The un-sheathed crisper is coated in uncooked crisper batter.
The chicken itself was actually moist. It wept juices when compressed with a fork, probably because it was injected with brine. It had an interesting texture, a soft consistency that divides into pieces as you chew, like a wet rubber eraser. It lacked the heft and resistance of the breast from a whole roast chicken.
The chipotle honey crispers, branded as Crispy Chicken Crispers, had a different sort of breading, which is highly preferable, though the chicken inside was exactly the same. "The Chipotle Honey is where it's at, right?" I asked my waitress, who told me they were indeed preferred by most customers, though some thought the sauce had a bit too much kick. A discussion of piquancy followed, which lead to my sampling of a new secret crisper. You won't find honey habanero crispers on the menu, but I assure you they exist. Ask nicely and enjoy their saccharine and spicy glow.
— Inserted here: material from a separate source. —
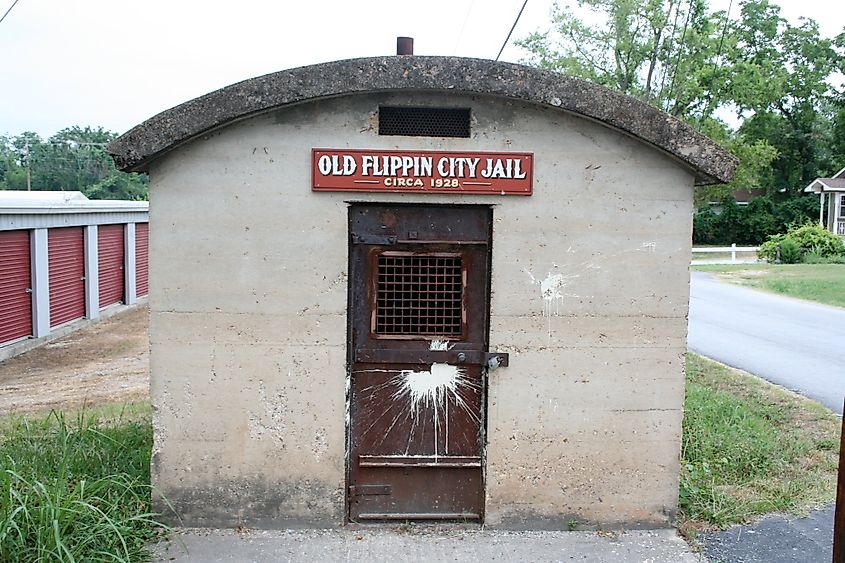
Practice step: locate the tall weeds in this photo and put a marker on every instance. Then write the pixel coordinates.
(75, 491)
By now my bartender had me thoroughly seduced, as evidenced my uncharacteristic ordering of the Paradise Pie. The dessert features a warm chocolate filling sandwiched between two independent strata of undercooked cookie dough, and is topped off with a tennis ball of vanilla ice cream. My bartender confirmed that not many people finished the behemoth. I tapped out halfway through.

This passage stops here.